Of course, why is this called “There’s Something Missing”? Well, it’s because it’s basically the same as the advised structure for teaching NZ history. The problem is that that structure really doesn’t explain anything at all about why Europeans came to New Zealand at all. You can’t consider NZ’s history in isolation from Medieval History (as a lazy and far too pat argument, Magna Carta is law here)… and you definitely can’t do it without the Tudor/Stuart period, which is foundational to NZ’s extant constitutional arrangements.

Oh… and if it seems like there’s a lot of 19th Century stuff in here? Well, if you take NZ as an entity that exists from 1836 onwards, you’ll find that there should be about 14.35 episodes. There are ten in that time period so there are fewer than there ought to be. Conversely, there ought to be around 4.5 episodes on the 21st Century, not 6.

Anyway, how would this entirely hypothetical vanity project actually be made?

Well, I think history documentaries work best when you’ve got authentic visuals (rather than re-enactments). The reality is that the options for that are fairly limited for a lot of NZ’s history. If you’re doing something on Medieval England, it’s pretty easy to go out and find a church or a castle or a small artefact and have that feature on screen whilst the hopefully lively presenter talks. In NZ a lot of the stuff we’d be looking at consists of basically grassy slopes. But, yeah, it’s not spectacular but we can do those sorts of visuals. And it gives us an opportunity to get some variable experts in for these episodes to point out what exactly it is we’re seeing. A couple of these episodes can also employ visual effects or graphics.
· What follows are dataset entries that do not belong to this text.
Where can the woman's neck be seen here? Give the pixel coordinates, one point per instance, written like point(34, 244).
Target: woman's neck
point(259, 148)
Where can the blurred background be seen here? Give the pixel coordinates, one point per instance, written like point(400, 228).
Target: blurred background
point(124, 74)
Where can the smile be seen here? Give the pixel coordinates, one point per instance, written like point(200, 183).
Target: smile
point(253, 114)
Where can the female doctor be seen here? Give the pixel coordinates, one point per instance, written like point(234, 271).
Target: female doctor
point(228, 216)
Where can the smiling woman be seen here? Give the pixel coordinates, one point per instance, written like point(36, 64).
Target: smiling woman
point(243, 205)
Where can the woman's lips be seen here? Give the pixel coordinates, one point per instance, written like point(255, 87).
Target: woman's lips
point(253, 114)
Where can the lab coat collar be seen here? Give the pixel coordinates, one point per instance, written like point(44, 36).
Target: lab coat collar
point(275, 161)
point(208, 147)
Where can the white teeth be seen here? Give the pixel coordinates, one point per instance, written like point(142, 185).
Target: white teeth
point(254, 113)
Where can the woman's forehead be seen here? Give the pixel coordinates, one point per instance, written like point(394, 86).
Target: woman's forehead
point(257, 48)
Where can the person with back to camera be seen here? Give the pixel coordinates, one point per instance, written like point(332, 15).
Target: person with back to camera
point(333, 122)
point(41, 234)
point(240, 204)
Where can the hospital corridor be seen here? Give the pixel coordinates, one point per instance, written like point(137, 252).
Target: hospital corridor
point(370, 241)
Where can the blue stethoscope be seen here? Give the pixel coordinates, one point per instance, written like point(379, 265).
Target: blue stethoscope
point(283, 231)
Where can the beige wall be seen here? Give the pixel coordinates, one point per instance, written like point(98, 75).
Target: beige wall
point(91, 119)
The next question is the presenter.

By the nature of my programme, we’re not going to find a single presenter who’s an expert in the entire gamut… you don’t, as a professional historian, specialise in Medieval history, colonial history, NZ history and so on all at the same time. Thus, it would seem the best option is to find someone who isn’t an expert but has some sort of pre-established credibility as an amateur historian. I could do it myself, of course, but I’m not 100% sure I’d want to be in front of camera. So, if we’re choosing a celebrity/professional, there’s also the question of tone… hell, maybe it’d work best with two presenters? I can’t say I’ve seen many straight (as opposed to travelogue) documentaries played that way though (just, I believe, Last Chance to See). But the prospective benefit is we get to ship these two all over the country and the world… can do a parallel travelogue series… and we’ve got the opportunity to play them off each other. We can also insert a classical narrator as well (or a sarcastic one), which is something I would just cast myself for.

Hmm… well, I’ve got the money, right? Maybe I just have to create the person I’m looking for via two or three small documentaries. Perhaps the specials would be made first with this presenter? Or presenters?

Of course, the presenter should be marshalling the narrative. So, if there were two of them, one would have to be in the expert role. Yes, it needs to be one person… but we’ll do the travelogue as well. It’d be a making of, where we keep the presenter in the dark about what they’re saying and who they’re meeting as long as we possibly can.